Inception has been moving toward this point for some time. Last November, the startup raised $50 million from investors including Microsoft, Nvidia, and Snowflake. It showed its first prototype in early 2025. With Mercury 2, it is now presenting a production-ready reasoning model rather than an early demonstration.

Inception is not the only company exploring diffusion for language. Google Deepmind is also working on diffusion-based language models. The source says Gemini Diffusion performed on par with the then-current Gemini 2.0 Flash Lite model in benchmarks, but Google has not said anything about the experiment since it was first presented in May 2025.

That leaves the central question open. Diffusion-based language models may offer a different path toward faster and cheaper reasoning systems, but long-term durability still has to be proven. Mercury 2 gives the market a concrete production model to test, compare and pressure in real use.

What To Watch Next

The near-term story is simple: Mercury 2 is trying to win on speed, price and production readiness. The larger story is whether diffusion-based reasoning can become more than an interesting alternative architecture.

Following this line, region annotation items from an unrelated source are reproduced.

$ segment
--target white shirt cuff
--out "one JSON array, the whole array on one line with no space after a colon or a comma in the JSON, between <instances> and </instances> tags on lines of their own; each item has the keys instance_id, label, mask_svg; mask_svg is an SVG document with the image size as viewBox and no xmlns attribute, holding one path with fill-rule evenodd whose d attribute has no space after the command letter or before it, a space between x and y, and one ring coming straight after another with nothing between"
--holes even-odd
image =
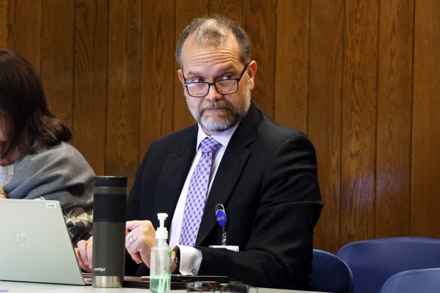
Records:
<instances>
[{"instance_id":1,"label":"white shirt cuff","mask_svg":"<svg viewBox=\"0 0 440 293\"><path fill-rule=\"evenodd\" d=\"M197 275L202 263L202 251L191 246L176 245L180 250L180 268L182 275ZM173 250L175 250L175 247Z\"/></svg>"}]
</instances>

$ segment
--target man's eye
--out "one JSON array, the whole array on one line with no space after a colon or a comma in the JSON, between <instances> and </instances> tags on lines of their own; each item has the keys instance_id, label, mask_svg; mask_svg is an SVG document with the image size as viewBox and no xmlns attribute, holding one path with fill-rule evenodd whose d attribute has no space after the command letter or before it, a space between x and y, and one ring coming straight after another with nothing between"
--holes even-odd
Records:
<instances>
[{"instance_id":1,"label":"man's eye","mask_svg":"<svg viewBox=\"0 0 440 293\"><path fill-rule=\"evenodd\" d=\"M231 78L233 78L232 74L226 74L226 75L224 76L221 79L222 80L228 80L228 79L231 79Z\"/></svg>"}]
</instances>

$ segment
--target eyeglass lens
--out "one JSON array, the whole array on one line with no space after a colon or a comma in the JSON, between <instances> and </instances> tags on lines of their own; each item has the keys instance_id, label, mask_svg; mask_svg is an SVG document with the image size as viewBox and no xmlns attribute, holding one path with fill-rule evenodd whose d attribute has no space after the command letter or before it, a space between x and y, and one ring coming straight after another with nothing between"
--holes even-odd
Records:
<instances>
[{"instance_id":1,"label":"eyeglass lens","mask_svg":"<svg viewBox=\"0 0 440 293\"><path fill-rule=\"evenodd\" d=\"M232 94L238 89L238 83L236 79L219 80L214 83L217 92L220 94ZM188 84L187 88L192 96L206 96L209 91L209 84L207 82Z\"/></svg>"}]
</instances>

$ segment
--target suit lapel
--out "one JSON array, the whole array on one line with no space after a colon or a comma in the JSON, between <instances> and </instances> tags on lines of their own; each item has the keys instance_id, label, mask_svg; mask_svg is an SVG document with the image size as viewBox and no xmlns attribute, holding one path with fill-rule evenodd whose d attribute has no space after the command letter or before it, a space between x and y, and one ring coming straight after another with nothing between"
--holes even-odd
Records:
<instances>
[{"instance_id":1,"label":"suit lapel","mask_svg":"<svg viewBox=\"0 0 440 293\"><path fill-rule=\"evenodd\" d=\"M224 205L231 196L233 188L251 154L248 146L255 140L259 119L258 111L252 104L248 115L241 121L232 136L209 191L196 245L200 245L216 225L215 207L218 204Z\"/></svg>"},{"instance_id":2,"label":"suit lapel","mask_svg":"<svg viewBox=\"0 0 440 293\"><path fill-rule=\"evenodd\" d=\"M158 182L155 211L167 213L169 219L173 217L182 188L195 155L197 125L191 128L190 134L186 137L187 139L177 143L179 143L178 150L168 156ZM166 222L167 226L171 225L171 221Z\"/></svg>"}]
</instances>

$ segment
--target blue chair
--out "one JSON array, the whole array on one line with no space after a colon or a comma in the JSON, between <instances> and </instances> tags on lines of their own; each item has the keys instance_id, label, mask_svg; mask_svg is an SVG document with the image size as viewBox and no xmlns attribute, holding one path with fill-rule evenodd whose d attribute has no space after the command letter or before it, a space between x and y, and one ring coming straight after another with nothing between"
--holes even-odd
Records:
<instances>
[{"instance_id":1,"label":"blue chair","mask_svg":"<svg viewBox=\"0 0 440 293\"><path fill-rule=\"evenodd\" d=\"M440 268L412 270L390 277L380 293L440 292Z\"/></svg>"},{"instance_id":2,"label":"blue chair","mask_svg":"<svg viewBox=\"0 0 440 293\"><path fill-rule=\"evenodd\" d=\"M378 292L397 272L440 267L440 239L392 237L356 241L343 246L336 255L353 272L355 293Z\"/></svg>"},{"instance_id":3,"label":"blue chair","mask_svg":"<svg viewBox=\"0 0 440 293\"><path fill-rule=\"evenodd\" d=\"M310 275L317 291L352 293L353 275L350 267L336 255L313 250L313 271Z\"/></svg>"}]
</instances>

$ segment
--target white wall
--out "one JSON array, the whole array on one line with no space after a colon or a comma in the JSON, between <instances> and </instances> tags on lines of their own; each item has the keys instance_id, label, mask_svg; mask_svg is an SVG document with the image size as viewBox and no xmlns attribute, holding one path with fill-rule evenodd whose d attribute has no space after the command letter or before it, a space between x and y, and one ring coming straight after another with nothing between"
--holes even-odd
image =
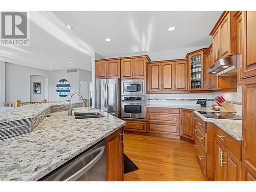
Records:
<instances>
[{"instance_id":1,"label":"white wall","mask_svg":"<svg viewBox=\"0 0 256 192\"><path fill-rule=\"evenodd\" d=\"M151 61L183 59L186 58L187 53L206 47L191 47L189 48L170 50L158 52L148 52L148 56Z\"/></svg>"},{"instance_id":2,"label":"white wall","mask_svg":"<svg viewBox=\"0 0 256 192\"><path fill-rule=\"evenodd\" d=\"M5 68L6 102L30 101L30 76L38 75L48 77L49 75L49 71L9 62L6 63Z\"/></svg>"},{"instance_id":3,"label":"white wall","mask_svg":"<svg viewBox=\"0 0 256 192\"><path fill-rule=\"evenodd\" d=\"M92 55L92 106L93 108L94 107L95 99L94 92L95 89L95 60L104 58L103 56L102 56L98 53L97 53L96 52L95 52L94 54Z\"/></svg>"},{"instance_id":4,"label":"white wall","mask_svg":"<svg viewBox=\"0 0 256 192\"><path fill-rule=\"evenodd\" d=\"M41 83L40 94L34 93L34 82ZM32 75L30 77L30 101L40 101L44 99L47 99L48 97L46 90L48 89L47 78L40 75Z\"/></svg>"},{"instance_id":5,"label":"white wall","mask_svg":"<svg viewBox=\"0 0 256 192\"><path fill-rule=\"evenodd\" d=\"M0 102L3 106L5 101L5 62L0 61Z\"/></svg>"},{"instance_id":6,"label":"white wall","mask_svg":"<svg viewBox=\"0 0 256 192\"><path fill-rule=\"evenodd\" d=\"M59 96L56 91L57 83L62 79L67 79L70 84L70 92L66 97ZM69 97L74 93L79 93L79 71L77 72L67 73L67 70L54 70L49 71L48 78L49 95L50 101L65 101L69 99ZM78 97L74 96L73 101L78 101Z\"/></svg>"}]
</instances>

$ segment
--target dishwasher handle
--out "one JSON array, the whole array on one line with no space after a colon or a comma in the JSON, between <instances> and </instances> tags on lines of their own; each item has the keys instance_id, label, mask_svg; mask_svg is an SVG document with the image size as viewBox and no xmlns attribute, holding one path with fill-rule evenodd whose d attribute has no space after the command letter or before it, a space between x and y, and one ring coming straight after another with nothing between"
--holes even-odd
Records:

For developers and companies, the first tests will likely focus on familiar questions:

  • Does the model's low latency hold up in real applications?
  • Is output quality strong enough for customer-facing use?
  • Can the OpenAI-compatible API make evaluation straightforward?
  • Do the token prices materially change the economics of latency-sensitive AI products?

Those are practical questions rather than theoretical ones. Mercury 2's launch puts diffusion-based language reasoning into a form companies can evaluate now, and that makes it a notable step in the search for what might come after today's dominant model designs.